8

In the context of feature selection it is common to recode categorical variables with more than 2 categories into dummies. Selection methods such as elastic nets or lasso regression select the best predictors, whereby it is possible that only some dummies of each categorical variable are selected. I am wondering, if there can appear some problems due to this procedure. I found some comments about the topic on Quora and a tutorial, stating that the procedure should be used carefully, but that there are no general problems. However, I was not able to find any detailed literature or any educated guidelines, which could be followed.

Question: Can there appear any problems, if not all dummies of a categorical variable are selected for a model?

For example, I could imagine that the automatic selection relies on the order of the categories and the resulting reference category. Let's say there is a variable with categories A, B, and C. A dummy recoding into dummyB and dummyC would probably result in different variable selections compared to a dummy recoding into dummyA and dummyB.

Any advice or literature is highly appreciated!

UPDATE:

Based on Ben's comment I found some literature about a comparison of the lasso and the group lasso, which addresses my question:

http://pages.stat.wisc.edu/~myuan/papers/glasso.final.pdf

http://people.ee.duke.edu/~lcarin/lukas-sara-peter.pdf

However, based on this literature 2 further questions appeared:

1) It seems like the normal lasso is still used regularly, whereby the group lasso doesn't appear that often in current literature. Is there a specific reason for that?

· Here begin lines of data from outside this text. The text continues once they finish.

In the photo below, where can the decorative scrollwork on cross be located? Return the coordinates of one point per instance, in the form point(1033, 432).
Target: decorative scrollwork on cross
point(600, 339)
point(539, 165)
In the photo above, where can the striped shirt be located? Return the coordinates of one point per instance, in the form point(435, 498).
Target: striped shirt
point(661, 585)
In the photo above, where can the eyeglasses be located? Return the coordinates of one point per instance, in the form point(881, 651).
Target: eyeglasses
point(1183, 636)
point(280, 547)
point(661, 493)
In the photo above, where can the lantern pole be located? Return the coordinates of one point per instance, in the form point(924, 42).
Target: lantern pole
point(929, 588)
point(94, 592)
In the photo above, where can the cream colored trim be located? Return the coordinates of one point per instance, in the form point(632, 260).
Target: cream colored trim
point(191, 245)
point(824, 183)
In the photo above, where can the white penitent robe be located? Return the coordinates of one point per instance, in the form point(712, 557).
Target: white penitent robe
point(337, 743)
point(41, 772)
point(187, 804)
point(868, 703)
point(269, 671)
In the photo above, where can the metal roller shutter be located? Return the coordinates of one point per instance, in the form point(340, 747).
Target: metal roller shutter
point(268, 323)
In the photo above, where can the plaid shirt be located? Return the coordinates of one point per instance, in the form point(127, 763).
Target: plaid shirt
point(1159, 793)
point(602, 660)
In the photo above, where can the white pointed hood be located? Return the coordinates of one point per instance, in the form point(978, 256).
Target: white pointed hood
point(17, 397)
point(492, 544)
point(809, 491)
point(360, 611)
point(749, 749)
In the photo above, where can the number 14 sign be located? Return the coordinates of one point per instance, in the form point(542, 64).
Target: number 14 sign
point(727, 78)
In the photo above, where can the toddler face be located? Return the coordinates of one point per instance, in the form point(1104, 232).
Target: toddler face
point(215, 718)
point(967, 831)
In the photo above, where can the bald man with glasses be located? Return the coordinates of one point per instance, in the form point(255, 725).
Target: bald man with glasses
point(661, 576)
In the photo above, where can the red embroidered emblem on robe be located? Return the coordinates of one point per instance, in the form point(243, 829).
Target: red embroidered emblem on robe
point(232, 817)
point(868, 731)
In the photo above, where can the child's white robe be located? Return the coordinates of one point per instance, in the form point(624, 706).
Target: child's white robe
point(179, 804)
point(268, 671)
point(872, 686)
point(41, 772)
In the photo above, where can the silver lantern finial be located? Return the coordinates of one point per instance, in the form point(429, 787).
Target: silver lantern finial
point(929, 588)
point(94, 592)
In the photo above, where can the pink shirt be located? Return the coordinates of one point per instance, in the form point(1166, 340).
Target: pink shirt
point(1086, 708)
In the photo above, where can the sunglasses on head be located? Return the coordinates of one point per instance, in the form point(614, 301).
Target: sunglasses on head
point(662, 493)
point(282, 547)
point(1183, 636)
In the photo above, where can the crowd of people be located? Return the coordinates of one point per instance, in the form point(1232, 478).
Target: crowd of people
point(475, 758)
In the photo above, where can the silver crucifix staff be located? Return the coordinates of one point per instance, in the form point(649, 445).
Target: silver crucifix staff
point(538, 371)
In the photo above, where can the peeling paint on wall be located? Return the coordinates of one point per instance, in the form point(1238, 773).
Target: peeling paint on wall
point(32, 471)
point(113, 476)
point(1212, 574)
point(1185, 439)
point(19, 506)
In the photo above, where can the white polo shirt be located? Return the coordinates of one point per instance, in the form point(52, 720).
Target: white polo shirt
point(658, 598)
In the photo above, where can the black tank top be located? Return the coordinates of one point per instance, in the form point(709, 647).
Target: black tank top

2) When I have categorical variables with many categories, isn't it a problem, if I select the whole categorical variable? Or in other words, is it sometimes advantageous to use the lasso instead of the group lasso?

  • 2
    this is the original motivation for the group lasso: http://pages.stat.wisc.edu/~myuan/papers/glasso.final.pdf – user795305 Apr 11 '17 at 17:59
  • Thank you, I just read the paper and it addresses my question very well! However, I am still wondering about 2 thing: 1) It seems like the normal lasso is still used regularly, whereby the group lasso doesn't appear that often in current literature. Is there a specific reason for that? 2) When I have categorical variables with many categories, isn't it a problem, if I select the whole categorical variable? Or in other words, is it sometimes advantageous to use the lasso instead of the group lasso? – Joachim Schork Apr 12 '17 at 07:11
  • 2
    Hey, no problem. 1) I'm not sure it's true that group lasso isn't used much. All the same, maybe one reason that it isn't used as often as it should is that sometimes it's hard to specify the groups perfectly. Group specification is easy when you're grouping levels of a categorical feature together, but it can get difficult in other situations. – user795305 Apr 15 '17 at 18:15
  • 2
  • These lasso type methods promote sparsity. One type of sparsity we might want is a kind of "measurement sparsity"--so that we don't have to measure too many features. In that setting, group lasso is more natural than plain lasso when applied to a categorical feature. It varies though depending on what you're after.
  • – user795305 Apr 15 '17 at 18:15